The Christianization of Greek Mythology in Wonder Woman
I had heard wonderful things about the new Wonder Woman movie. This is after years and year of the movie and T.V. industry telling us that they just couldn’t market Wonder Woman and that not enough people would want to watch a show centered around a female super hero. It has proven so popular that I wasn’t able to see it until the third weekend it was out due to sold-out shows at the times that work best for me. Sold-out morning showing used to never happen. It is getting more common now.
But I spent a large part of the beginning of the show pissed off at the Christianization of the Greek Mythology in the movie. It was very pronounced in the start and even more obvious when Ares tells his own side of it. I really do hate it when movies butcher well-known mythology, and Greek Mythology is perhaps the most well-known in the western world.
In Greek Mythology, Zeus doesn’t create mankind. Prometheus shapes man out of earth and Athena breathes life into him. Since most of the other good things were given to other creatures, he makes man to walk upright and gives man fire. Zeus is the one who actually didn’t like mankind. This is why Zeus created Pandora, the first woman. Giving her a box filled with misfortune and diseases because he knows that she will eventually become curious enough to open the box and release them on mankind. To top everything else off, in Greek Mythology, Zeus doesn’t create Amazons. They are actually the daughters of Ares and a nymph.
But in Wonder Woman, Zeus is clearly an allegory of the Judeo-Christian God and Ares is an allegory of Lucifer/Satan.
The world is a beautiful paradise and the gods rule it from on high, at the top of Mt.
Olympus. Then Zeus creates mankind for the gods to rule over and everything is fine. Only Ares isn’t happy with man and corrupts them. So Zeus makes the Amazon’s to teach mankind love. And everything is good for a while, but then mankind goes back to his former ways.
Then follows a great war in the heavens in which almost all the gods are killed and a much weakened Ares ends up wandering the earth, whispering in the ears of mankind. He is trying to prove that man is not such a wonderful creation and that humans are not good at heart. That he has never had to corrupt anyone.

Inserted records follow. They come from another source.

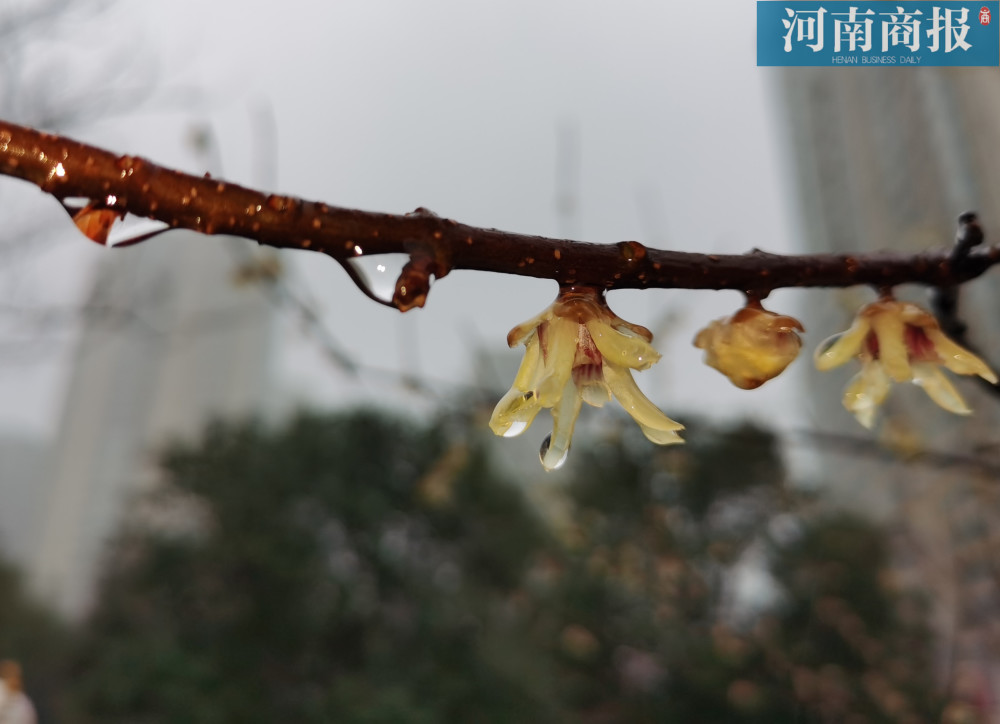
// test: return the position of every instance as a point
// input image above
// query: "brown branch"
(66, 168)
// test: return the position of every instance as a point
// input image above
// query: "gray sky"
(455, 106)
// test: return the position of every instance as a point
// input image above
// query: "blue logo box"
(919, 32)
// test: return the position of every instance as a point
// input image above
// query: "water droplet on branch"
(379, 272)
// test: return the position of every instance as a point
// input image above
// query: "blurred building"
(888, 158)
(21, 461)
(169, 342)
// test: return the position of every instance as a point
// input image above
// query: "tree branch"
(127, 184)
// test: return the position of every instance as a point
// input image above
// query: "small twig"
(945, 299)
(128, 184)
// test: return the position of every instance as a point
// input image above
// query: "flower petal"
(514, 413)
(560, 340)
(956, 358)
(889, 328)
(627, 350)
(866, 391)
(563, 421)
(838, 349)
(656, 426)
(528, 372)
(595, 394)
(929, 376)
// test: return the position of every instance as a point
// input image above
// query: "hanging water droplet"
(379, 272)
(133, 229)
(543, 452)
(516, 428)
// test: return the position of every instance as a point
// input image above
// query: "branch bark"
(128, 184)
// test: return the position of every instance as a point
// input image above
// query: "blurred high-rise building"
(169, 342)
(888, 159)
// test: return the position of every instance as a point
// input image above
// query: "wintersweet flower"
(752, 346)
(579, 351)
(898, 342)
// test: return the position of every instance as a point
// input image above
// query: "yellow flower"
(752, 346)
(579, 351)
(898, 341)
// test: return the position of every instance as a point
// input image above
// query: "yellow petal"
(595, 394)
(838, 349)
(563, 421)
(892, 352)
(929, 376)
(866, 391)
(529, 369)
(559, 338)
(656, 426)
(956, 358)
(514, 413)
(751, 347)
(627, 350)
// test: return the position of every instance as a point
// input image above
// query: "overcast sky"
(456, 106)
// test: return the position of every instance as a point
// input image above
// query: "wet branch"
(127, 184)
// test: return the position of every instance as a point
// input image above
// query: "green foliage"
(327, 579)
(359, 568)
(32, 635)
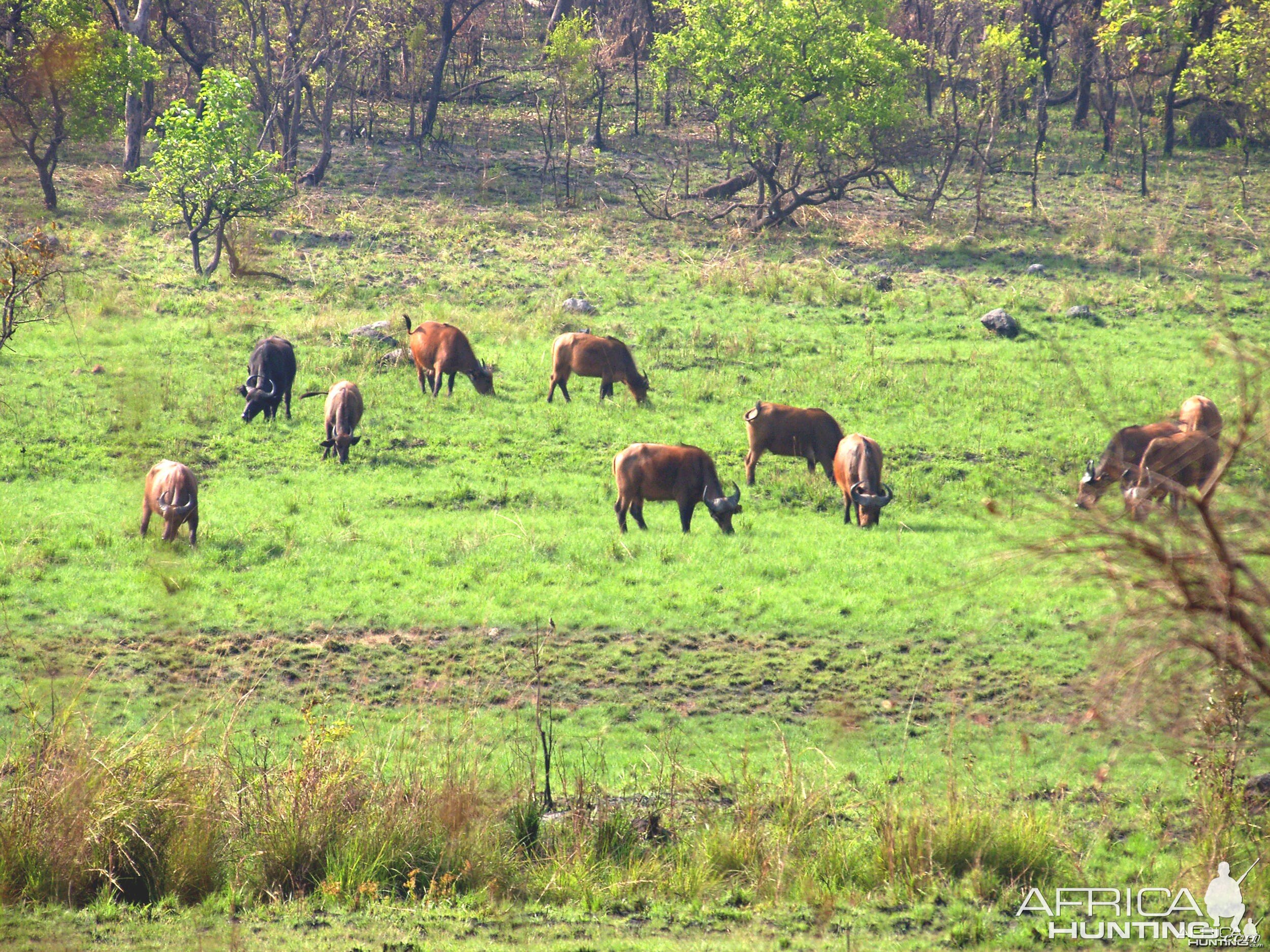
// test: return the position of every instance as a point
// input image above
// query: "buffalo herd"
(1150, 463)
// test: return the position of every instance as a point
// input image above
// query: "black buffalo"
(271, 372)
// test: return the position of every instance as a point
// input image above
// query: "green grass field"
(404, 592)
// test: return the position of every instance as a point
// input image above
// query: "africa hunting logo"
(1152, 913)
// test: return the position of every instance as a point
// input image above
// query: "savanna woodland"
(389, 672)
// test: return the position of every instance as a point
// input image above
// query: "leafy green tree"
(207, 169)
(806, 88)
(1232, 68)
(64, 77)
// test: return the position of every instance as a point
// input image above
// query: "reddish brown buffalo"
(1121, 460)
(442, 349)
(1169, 466)
(172, 491)
(858, 471)
(652, 471)
(590, 356)
(343, 413)
(1200, 414)
(791, 431)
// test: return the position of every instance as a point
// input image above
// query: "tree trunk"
(438, 68)
(636, 74)
(597, 138)
(1171, 98)
(46, 183)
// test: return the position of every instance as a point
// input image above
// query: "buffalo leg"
(686, 514)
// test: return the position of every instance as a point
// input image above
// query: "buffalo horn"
(855, 493)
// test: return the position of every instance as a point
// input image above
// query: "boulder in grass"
(1000, 323)
(578, 305)
(375, 333)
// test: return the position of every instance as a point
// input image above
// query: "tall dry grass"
(153, 818)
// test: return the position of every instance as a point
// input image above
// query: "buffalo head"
(483, 379)
(261, 395)
(868, 506)
(723, 508)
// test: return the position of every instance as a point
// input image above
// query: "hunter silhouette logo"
(1223, 899)
(1151, 913)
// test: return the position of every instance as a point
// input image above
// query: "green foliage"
(207, 171)
(64, 78)
(801, 85)
(1233, 65)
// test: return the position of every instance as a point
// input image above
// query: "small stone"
(375, 333)
(1000, 323)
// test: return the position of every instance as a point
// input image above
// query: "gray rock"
(375, 333)
(395, 358)
(1000, 323)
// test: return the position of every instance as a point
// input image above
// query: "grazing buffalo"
(1200, 415)
(791, 431)
(652, 471)
(1121, 461)
(172, 491)
(590, 356)
(343, 414)
(858, 471)
(1169, 466)
(271, 372)
(441, 349)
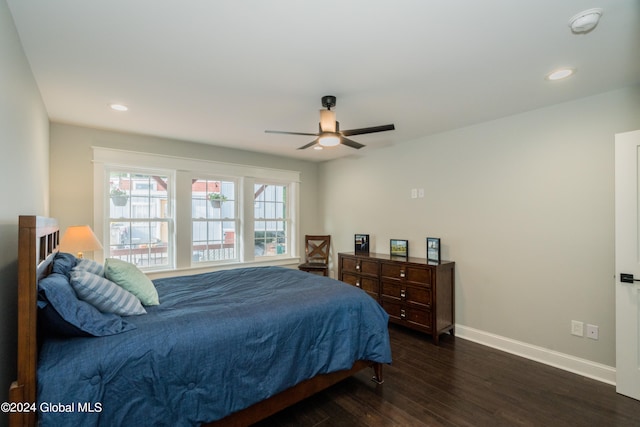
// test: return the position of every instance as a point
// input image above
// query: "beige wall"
(524, 205)
(24, 172)
(72, 170)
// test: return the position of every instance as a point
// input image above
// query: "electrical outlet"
(592, 331)
(577, 328)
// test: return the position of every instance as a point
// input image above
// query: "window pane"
(270, 226)
(214, 222)
(139, 221)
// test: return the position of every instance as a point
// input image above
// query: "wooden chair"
(316, 249)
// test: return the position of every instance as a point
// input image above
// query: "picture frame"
(361, 243)
(433, 249)
(399, 248)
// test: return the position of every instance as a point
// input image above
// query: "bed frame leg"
(377, 373)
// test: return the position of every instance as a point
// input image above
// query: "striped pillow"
(90, 265)
(105, 295)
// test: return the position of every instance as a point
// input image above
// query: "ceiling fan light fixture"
(330, 140)
(327, 121)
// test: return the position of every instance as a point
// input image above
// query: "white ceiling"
(221, 72)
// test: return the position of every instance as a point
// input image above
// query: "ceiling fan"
(330, 134)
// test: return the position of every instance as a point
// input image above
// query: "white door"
(628, 264)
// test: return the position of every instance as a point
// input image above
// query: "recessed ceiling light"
(585, 21)
(561, 73)
(118, 107)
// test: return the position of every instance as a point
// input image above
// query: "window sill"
(282, 262)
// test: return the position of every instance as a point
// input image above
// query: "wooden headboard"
(38, 241)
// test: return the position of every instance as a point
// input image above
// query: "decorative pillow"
(128, 276)
(91, 266)
(63, 263)
(56, 291)
(105, 295)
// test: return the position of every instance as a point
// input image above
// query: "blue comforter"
(216, 344)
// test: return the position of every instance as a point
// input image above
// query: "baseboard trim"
(576, 365)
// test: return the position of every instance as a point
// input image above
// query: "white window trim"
(183, 170)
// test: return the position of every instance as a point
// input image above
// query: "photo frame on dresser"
(433, 249)
(399, 248)
(361, 244)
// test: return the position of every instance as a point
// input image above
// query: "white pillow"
(105, 295)
(90, 265)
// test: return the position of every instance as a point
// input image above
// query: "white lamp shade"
(79, 238)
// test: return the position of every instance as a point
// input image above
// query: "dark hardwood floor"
(461, 383)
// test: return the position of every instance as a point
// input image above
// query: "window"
(162, 212)
(139, 218)
(270, 220)
(214, 220)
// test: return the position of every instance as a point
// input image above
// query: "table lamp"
(79, 238)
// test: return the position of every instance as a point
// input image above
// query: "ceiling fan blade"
(290, 133)
(362, 131)
(350, 143)
(312, 143)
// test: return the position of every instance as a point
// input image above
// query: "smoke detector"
(585, 21)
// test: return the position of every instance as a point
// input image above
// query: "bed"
(224, 348)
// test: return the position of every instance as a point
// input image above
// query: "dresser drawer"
(357, 265)
(411, 294)
(405, 272)
(365, 283)
(403, 314)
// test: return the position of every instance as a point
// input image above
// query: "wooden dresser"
(414, 293)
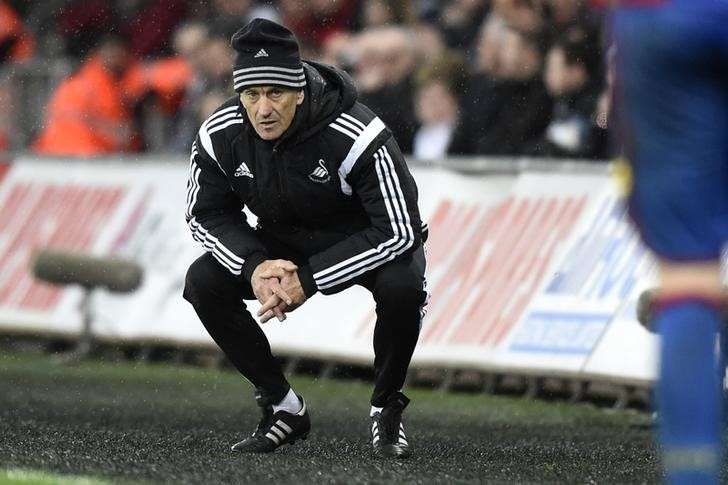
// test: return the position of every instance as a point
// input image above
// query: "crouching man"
(336, 207)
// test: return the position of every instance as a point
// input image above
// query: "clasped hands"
(277, 287)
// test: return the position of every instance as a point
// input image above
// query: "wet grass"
(166, 423)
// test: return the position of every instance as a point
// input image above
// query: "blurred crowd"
(449, 77)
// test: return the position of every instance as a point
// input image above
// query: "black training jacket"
(334, 188)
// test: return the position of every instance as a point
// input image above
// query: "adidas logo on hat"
(243, 171)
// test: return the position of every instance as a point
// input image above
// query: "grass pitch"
(130, 422)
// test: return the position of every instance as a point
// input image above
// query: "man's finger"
(268, 315)
(274, 272)
(270, 304)
(278, 290)
(286, 265)
(279, 314)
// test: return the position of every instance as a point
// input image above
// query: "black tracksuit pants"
(398, 291)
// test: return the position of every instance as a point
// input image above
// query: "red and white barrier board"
(536, 272)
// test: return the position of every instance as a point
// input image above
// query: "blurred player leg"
(673, 101)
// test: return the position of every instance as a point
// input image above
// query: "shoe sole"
(263, 452)
(389, 451)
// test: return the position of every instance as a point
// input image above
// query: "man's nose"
(265, 107)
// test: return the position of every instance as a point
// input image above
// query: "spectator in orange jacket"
(91, 112)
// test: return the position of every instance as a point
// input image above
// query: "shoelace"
(391, 425)
(265, 422)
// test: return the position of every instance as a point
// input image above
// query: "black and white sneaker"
(276, 429)
(387, 431)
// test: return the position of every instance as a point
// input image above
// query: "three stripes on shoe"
(401, 439)
(278, 432)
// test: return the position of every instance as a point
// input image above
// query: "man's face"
(270, 109)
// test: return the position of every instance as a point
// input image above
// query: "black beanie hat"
(266, 54)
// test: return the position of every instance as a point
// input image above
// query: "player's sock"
(290, 403)
(689, 391)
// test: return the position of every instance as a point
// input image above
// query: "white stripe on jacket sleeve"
(210, 243)
(403, 234)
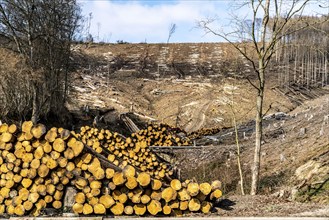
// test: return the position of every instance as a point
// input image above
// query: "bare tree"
(41, 32)
(277, 20)
(172, 29)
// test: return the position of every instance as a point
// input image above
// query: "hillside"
(198, 86)
(296, 127)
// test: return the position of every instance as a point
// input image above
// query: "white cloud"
(134, 21)
(137, 21)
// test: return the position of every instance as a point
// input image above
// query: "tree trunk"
(258, 140)
(34, 117)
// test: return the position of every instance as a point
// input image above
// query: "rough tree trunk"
(34, 117)
(259, 121)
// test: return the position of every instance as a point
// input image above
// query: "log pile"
(112, 174)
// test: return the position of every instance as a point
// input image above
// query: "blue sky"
(149, 20)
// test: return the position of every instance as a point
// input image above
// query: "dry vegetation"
(111, 174)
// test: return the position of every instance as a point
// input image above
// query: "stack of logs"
(112, 174)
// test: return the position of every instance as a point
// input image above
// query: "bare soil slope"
(296, 141)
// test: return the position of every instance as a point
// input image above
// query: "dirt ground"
(269, 206)
(296, 135)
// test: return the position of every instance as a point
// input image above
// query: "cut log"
(168, 194)
(140, 209)
(176, 184)
(87, 209)
(206, 207)
(117, 209)
(144, 179)
(193, 189)
(99, 209)
(129, 210)
(154, 207)
(194, 205)
(216, 194)
(205, 188)
(107, 201)
(38, 130)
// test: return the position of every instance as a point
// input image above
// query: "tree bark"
(34, 117)
(259, 121)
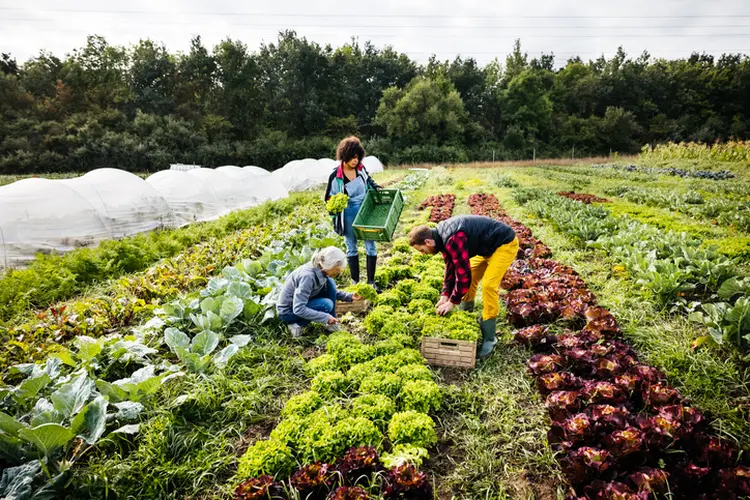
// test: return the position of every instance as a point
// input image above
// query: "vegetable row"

He just points things out and people are free to do as they chose.
If it isn’t obvious, I will break it down.
Zeus, like the Christian God, makes man in his own image.
Zeus makes women latter. This is actually the same but in the movie it is more in line with the biblical creation of women as companions whereas in Greek Mythology, woman is made as a trick to destroy man.
Ares doesn’t like mankind and thinks they are not that great. Much like Lucifer, as an angel, is not pleased with the creation of man and attempts to prove to God that man is not as good as he thinks.
There is a great war in the heavens in which Ares finds himself reduced and stuck wandering the earth and whispering in people’s ears, much like a fallen angel and Satan at the serpent.
It doesn’t take much to pull off the veil and reveal that the movie of Wonder Woman took the Biblical creation story and the battle between God and Satan and just switched the names out. It also ignored a dichotomy it created. It the world was a beautiful and peaceful place, why would the gods have a god of war? Even after the creation of man and the gods divided duties, why would they create a god of war over people who were, at least at that time, peaceful?
Did no one else watching the movie see these problems? I can’t be the only one for whom they just leapt up off the screen .
When you follow out this logic, Diana becomes a sort of messianic figure, an allegory for
Christ. She was shaped from clay by the queen of the Amazons. Then Zeus breathes life into her. Now this is one of the creation stories for her in the comics. But prior to that, she was shaped from clay by the queen but then each of the different Greek deities then gifts her with something different, like the fairies that attend the christening of Sleeping Beauty, thus making her a child of all the gods and not just the child of Zeus. Her function is to extend the love the Amazon’s are supposed to represent and to fight for peace and to protect the world from evil influences where she finds them.
Clearly, the writers are trying to tell the story of God’s creation, of the fall of the Angels, of the actions of Satan, and of the birth of Christ. All hidden under the guise of Wonder Woman. I am going to guess that this could even be a subconscious reason for the movies popularity among certain groups of people.